Hasta catorce grupos políticos han dado su apoyo a este proyecto. Estos son unos PGE de país, las cuentas que España necesita para afrontar los retos que tenemos por delante a corto y medio plazo. Fines elevados y de Estado de los que se han desentendido irresponsablemente las derechas. Muy llamativa es la falta de talla institucional del PP, un partido que ha gobernado este país durante catorce años y que no ha sabido estar a la altura de un momento tan transcendental como éste. Una buena noticia para la inmensa mayoría, salvo para un reducto egoísta e insolidario que, en contra de lo que nos enseñó Séneca, no ha aceptado que la adversidad sea ocasión de virtud.

Desde el comienzo de la pandemia, el primer grupo de la oposición sólo ha buscado derribar al Gobierno legítimo emanado de las urnas y, por enésima vez, ha vuelto a fracasar en el intento. Los populares no dejan de perseverar en el error. Que España cuente con presupuestos no significa apoyar al gabinete que preside Pedro Sánchez, sino estar con los españoles, con sus necesidades, sus anhelos y sus expectativas de futuro. Al PP nada más le mueve su interés electoral, sin reparar en el sufrimiento ni la incertidumbre de la ciudadanía. Con estos presupuestos, que dan por fin carpetazo a la etapa de recortes de Rajoy, se presume una legislatura larga. Demasiado tiempo de espera para la ansiedad compulsiva que manifiesta Pablo Casado.

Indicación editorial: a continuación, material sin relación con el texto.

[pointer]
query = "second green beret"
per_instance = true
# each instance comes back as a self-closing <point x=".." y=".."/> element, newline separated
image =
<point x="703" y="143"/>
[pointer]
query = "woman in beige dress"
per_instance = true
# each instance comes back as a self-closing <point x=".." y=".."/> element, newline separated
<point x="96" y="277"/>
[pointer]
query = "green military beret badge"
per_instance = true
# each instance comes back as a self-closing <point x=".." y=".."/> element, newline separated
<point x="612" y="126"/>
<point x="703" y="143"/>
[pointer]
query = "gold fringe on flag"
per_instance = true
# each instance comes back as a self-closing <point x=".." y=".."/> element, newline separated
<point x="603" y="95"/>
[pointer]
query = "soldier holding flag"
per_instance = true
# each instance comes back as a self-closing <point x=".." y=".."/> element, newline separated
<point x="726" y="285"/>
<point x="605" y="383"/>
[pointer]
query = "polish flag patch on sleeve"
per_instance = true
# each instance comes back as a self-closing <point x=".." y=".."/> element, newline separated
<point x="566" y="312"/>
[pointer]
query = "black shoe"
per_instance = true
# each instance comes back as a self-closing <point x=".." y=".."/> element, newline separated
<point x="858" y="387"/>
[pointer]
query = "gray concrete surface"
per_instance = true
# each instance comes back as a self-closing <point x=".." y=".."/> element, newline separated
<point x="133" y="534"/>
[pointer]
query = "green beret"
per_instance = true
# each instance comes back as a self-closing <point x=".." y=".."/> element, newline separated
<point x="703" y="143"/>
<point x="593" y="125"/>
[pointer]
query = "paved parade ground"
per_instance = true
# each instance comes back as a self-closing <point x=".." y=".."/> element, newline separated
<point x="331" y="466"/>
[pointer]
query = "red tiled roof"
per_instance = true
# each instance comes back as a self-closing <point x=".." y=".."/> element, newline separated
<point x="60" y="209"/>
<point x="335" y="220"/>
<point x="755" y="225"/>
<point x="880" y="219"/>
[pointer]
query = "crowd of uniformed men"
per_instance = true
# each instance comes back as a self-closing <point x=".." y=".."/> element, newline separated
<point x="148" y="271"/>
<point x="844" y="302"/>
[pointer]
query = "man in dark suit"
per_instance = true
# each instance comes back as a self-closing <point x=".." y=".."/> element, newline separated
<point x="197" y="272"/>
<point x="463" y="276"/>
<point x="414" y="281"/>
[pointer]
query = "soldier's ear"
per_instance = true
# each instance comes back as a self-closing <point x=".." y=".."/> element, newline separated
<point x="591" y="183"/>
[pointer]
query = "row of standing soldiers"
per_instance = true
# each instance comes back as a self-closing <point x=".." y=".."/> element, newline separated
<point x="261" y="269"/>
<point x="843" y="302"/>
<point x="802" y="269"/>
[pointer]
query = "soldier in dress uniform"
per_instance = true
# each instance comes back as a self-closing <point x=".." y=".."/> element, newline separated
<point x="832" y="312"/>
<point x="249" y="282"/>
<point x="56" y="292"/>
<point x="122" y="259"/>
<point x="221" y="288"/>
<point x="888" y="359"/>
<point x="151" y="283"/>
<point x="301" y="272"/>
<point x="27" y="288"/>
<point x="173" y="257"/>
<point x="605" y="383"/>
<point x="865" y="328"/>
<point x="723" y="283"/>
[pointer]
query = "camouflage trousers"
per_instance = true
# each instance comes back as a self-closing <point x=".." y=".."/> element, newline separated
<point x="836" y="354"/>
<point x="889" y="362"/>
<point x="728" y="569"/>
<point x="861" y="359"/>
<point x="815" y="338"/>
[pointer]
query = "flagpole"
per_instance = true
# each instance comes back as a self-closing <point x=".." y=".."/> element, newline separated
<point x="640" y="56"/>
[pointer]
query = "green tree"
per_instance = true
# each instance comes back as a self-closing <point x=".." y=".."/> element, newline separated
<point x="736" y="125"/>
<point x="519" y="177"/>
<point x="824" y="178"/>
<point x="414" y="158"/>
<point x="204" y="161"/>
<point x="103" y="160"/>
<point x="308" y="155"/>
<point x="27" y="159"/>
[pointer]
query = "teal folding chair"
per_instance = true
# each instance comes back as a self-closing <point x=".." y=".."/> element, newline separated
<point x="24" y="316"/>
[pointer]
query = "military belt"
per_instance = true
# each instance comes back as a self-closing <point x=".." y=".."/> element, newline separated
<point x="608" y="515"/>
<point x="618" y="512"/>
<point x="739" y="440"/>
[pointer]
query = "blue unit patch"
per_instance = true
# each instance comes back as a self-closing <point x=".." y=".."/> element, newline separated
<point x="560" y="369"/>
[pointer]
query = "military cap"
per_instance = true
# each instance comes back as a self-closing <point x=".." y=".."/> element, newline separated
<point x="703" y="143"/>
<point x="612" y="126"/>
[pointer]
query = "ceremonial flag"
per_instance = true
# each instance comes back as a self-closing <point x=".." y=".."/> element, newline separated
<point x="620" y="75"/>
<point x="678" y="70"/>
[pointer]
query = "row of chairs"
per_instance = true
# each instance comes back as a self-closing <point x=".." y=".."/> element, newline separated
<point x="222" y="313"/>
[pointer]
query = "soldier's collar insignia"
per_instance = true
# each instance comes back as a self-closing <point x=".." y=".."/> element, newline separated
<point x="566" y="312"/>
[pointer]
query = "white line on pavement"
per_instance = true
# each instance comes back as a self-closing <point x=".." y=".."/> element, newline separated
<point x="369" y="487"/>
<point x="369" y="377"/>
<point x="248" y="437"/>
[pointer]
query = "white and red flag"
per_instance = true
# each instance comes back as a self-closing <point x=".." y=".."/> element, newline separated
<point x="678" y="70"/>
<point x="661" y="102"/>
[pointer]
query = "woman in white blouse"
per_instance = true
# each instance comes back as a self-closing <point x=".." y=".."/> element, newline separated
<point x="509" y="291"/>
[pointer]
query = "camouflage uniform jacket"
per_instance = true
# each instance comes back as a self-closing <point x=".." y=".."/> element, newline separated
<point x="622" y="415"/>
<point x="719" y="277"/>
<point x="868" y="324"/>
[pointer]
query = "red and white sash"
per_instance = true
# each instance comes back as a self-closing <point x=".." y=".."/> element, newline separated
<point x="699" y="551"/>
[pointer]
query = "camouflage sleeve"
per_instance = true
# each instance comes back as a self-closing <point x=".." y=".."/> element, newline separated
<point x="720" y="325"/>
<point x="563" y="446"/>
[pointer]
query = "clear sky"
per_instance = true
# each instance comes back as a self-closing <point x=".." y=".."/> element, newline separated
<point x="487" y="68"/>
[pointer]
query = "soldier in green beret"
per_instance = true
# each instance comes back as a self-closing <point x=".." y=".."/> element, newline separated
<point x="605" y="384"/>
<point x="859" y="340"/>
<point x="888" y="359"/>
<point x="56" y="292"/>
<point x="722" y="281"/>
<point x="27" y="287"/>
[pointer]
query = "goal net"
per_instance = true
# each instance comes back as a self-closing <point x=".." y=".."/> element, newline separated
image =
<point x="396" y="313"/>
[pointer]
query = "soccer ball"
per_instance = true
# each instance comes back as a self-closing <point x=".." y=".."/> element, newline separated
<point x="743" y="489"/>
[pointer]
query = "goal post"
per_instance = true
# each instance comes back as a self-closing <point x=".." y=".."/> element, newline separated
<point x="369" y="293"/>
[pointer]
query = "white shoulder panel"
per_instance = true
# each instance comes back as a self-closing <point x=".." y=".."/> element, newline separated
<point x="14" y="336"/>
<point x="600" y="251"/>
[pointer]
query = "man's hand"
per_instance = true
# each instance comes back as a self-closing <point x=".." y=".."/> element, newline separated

Para aumentar el berrinche de las derechas, el Senado ha concluido este periodo de sesiones parlamentario con la aprobación de la nueva ley educativa, la LOMLOE, que deroga la LOMCE de la etapa del PP, impuesta por el rodillo con su mayoría absoluta, como era el compromiso político del PSOE desde 2013. Se da un paso de gigante para consolidar un modelo educativo que prima lo público, blinda la igualdad de oportunidades y recupera la inclusión y la coeducación frente a la segregación en edades tempranas de la retrógrada Ley Wert. Se pasa otra página negra y se responde a la diversidad y la pluralidad que nos hace más fuertes como país.

Tenemos las herramientas para hacer posible que esta crisis no produzca los estragos de la anterior. El Gobierno sigue regulando medidas para garantizar el buen funcionamiento de los servicios públicos, para auxiliar a los sectores económicos más afectados y atender a los colectivos más vulnerables. Cada Consejo de Ministros ofrece respuestas a reivindicaciones ciudadanas y fortalecen el escudo social. La sensibilidad se visualiza todos los días en el BOE. Son hechos, no palabras.

Dejamos atrás este año aciago y encaramos este 2021 con esperanza y con un rumbo cierto. Lo que realmente necesitamos los seres humanos, de acuerdo con Bertrand Russell, es certidumbre… Y aún más en circunstancias tan adversas. Vamos por el camino adecuado.

Senador socialista por Andalucía, y periodista.